Tout en ne retenant pas le mot d' »euthanasie », M. Hollande estime qu' »il faudra une procédure: quand une personne demande, parce qu’elle n’en peut plus (…). Il ne s’agit pas de dépénaliser mais d’encadrer cette mort dans la dignité ».
Les deux autres grands candidats de gauche, Eva Joly et Jean-Luc Mélenchon, n’ont pas été aussi loin dans l’explication mais se sont montrés ouverts à une évolution.

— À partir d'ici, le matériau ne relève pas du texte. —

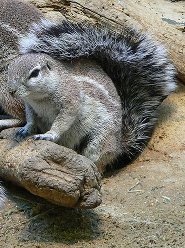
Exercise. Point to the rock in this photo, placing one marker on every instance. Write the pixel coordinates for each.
(53, 172)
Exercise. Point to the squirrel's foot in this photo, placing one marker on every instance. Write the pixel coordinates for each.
(25, 131)
(46, 136)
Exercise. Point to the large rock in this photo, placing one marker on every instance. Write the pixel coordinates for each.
(50, 171)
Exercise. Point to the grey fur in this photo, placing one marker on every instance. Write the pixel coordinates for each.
(15, 19)
(138, 66)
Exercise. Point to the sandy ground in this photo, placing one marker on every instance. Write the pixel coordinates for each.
(143, 204)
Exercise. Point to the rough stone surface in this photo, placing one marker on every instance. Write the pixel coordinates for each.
(48, 170)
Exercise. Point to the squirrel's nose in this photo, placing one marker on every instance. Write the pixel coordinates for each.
(12, 92)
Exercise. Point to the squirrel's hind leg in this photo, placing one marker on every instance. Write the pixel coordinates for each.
(103, 151)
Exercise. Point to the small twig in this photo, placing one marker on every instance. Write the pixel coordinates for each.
(131, 189)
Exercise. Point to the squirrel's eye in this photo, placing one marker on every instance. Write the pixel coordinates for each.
(34, 73)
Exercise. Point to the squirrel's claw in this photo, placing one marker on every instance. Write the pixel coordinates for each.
(45, 136)
(23, 132)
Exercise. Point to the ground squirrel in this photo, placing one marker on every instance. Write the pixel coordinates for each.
(136, 69)
(75, 103)
(15, 19)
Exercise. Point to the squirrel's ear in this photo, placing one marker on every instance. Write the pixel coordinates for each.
(48, 65)
(34, 73)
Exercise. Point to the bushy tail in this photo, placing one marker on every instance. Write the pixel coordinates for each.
(2, 196)
(138, 66)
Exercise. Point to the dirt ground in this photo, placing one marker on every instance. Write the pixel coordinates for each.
(143, 204)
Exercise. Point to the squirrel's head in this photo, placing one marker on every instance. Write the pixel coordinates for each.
(32, 76)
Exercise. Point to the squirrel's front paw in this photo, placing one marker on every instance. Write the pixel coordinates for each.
(45, 136)
(23, 132)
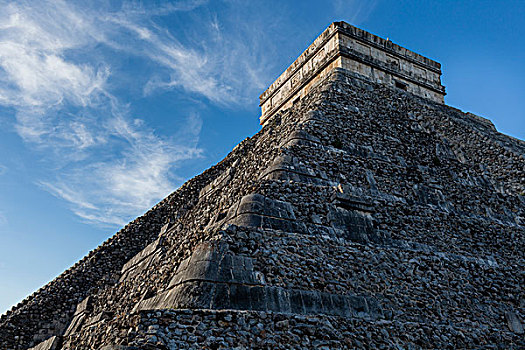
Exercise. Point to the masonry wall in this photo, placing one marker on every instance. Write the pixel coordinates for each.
(363, 53)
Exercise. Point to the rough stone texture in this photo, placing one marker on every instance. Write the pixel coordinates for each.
(344, 46)
(362, 217)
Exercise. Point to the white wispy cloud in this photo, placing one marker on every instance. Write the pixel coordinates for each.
(60, 68)
(108, 165)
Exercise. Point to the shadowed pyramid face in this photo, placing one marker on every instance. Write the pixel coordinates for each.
(363, 216)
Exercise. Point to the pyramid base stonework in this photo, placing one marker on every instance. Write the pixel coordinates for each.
(362, 217)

Clivage gauche-droite trompeur
A l’inverse Nicolas Sarkozy s’est déclaré fermement opposé à un changement législatif sur la fin de vie actuellement encadrée par la Loi Leonetti qui, depuis 2005, interdit l’acharnement thérapeutique et instaure un droit au « laisser mourir ».

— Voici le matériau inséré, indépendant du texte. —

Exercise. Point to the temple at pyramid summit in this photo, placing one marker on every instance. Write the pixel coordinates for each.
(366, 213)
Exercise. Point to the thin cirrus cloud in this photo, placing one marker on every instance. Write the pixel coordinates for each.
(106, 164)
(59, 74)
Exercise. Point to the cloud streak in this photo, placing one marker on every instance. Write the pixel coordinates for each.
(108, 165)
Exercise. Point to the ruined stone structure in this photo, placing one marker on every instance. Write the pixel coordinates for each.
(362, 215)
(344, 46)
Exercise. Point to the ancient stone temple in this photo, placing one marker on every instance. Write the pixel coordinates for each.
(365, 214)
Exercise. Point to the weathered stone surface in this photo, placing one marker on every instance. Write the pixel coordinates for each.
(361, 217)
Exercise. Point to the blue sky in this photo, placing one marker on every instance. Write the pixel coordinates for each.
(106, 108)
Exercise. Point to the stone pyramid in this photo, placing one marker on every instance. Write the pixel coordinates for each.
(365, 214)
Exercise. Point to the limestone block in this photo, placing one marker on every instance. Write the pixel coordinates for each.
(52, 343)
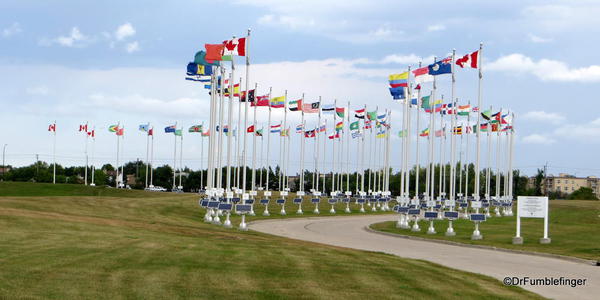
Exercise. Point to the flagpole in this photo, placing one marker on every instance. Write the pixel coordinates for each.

Cette loi autorise l’administration par les médecins de traitements anti-douleur permettant de soulager la souffrance avec pour « effet secondaire d’abréger la vie » d’un malade.
Pour le candidat-président, « la loi Leonetti est parfaitement équilibrée, elle fixe un principe, celui du respect de la vie » alors que « l’euthanasie légalisée risquerait de nous entraîner vers des débordements dangereux ».
Même position assumée par le centriste François Bayrou qui juge que la loi Leonetti « constitue un équilibre » et la représentante du Front national Marine Le Pen qui estime « suffisante » la législation.
Le clivage gauche-droite que semble susciter la question est trompeur car il ne reflète en aucun cas une unanimité dans l’un et l’autre camp, souligne Tugdual Derville, délégué général d’Alliance Vita, mouvement opposé à l’euthanasie et aussi à l’avortement.
M. Derville se dit « inquiet » de la proposition de Hollande: « une porte entre-ouverte à l’injection létale » alors que la loi Leonetti « est la loi qu’il faut » et qu’on se doit « d’expliquer aux soignants ».
La méconnaissance du personnel soignant et plus généralement l’ignorance du public sur cette loi constituaient la première conclusion du rapport remis en février par l’Observatoire national de la fin de vie.
En contre-point de la campagne pro-euthanasie de l’ADMD, Alliance Vita et aussi la fédération laïque Jalmav (pour « Jusqu’à la mort accompagner la vie ») ont mis sur pied des campagnes nationales pour mieux informer sur les soins palliatifs et la loi Leonetti.
« Il ne s’agit pas de multiplier les lois mais de faire appliquer celle qui existe » insiste la présidente de Jalmav, Paulette Le Lann.